Nome latino Prunus avium Ciliegio var. Santa Barbara

Nome italiano Ciliegio Santa Barbara

Descrizione:

L’albero, innestato su portainnesto franco, risulta essere piuttosto rustico, robusto e longevo. Presenta una vigoria medio elevata e un portamento assurgente. Il frutto è di colore giallo con polpa chiara e consistenza media. La dimensione del frutto è media, il sapore dolce abbastanza zuccherino.

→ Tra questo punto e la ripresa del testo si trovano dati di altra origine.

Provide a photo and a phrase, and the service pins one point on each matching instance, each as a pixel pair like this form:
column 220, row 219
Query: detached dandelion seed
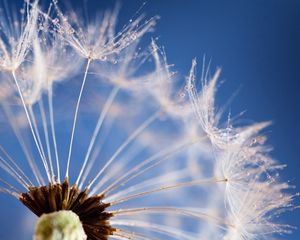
column 107, row 146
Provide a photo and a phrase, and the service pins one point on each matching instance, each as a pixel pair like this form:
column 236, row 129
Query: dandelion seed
column 150, row 160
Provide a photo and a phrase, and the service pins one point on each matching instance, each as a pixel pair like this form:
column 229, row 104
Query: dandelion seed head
column 107, row 132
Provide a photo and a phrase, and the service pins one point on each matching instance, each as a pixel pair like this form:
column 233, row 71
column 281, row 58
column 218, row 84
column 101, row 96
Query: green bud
column 61, row 225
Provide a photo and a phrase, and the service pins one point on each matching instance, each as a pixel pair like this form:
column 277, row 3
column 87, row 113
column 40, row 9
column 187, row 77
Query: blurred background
column 257, row 45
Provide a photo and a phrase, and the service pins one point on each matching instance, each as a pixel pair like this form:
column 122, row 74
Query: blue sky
column 257, row 45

La fioritura avviene nella seconda decade di aprile, la maturazione nella seconda decade giugno.

Condizioni di crescita e habitat:

La varietà ha probabilmente origine dal monte Santa Barbara in Slovenia dove è particolarmente diffusa e apprezzata, presente anche sul Collio Goriziano, la fascia collinare settentrionale della provincia di Gorizia.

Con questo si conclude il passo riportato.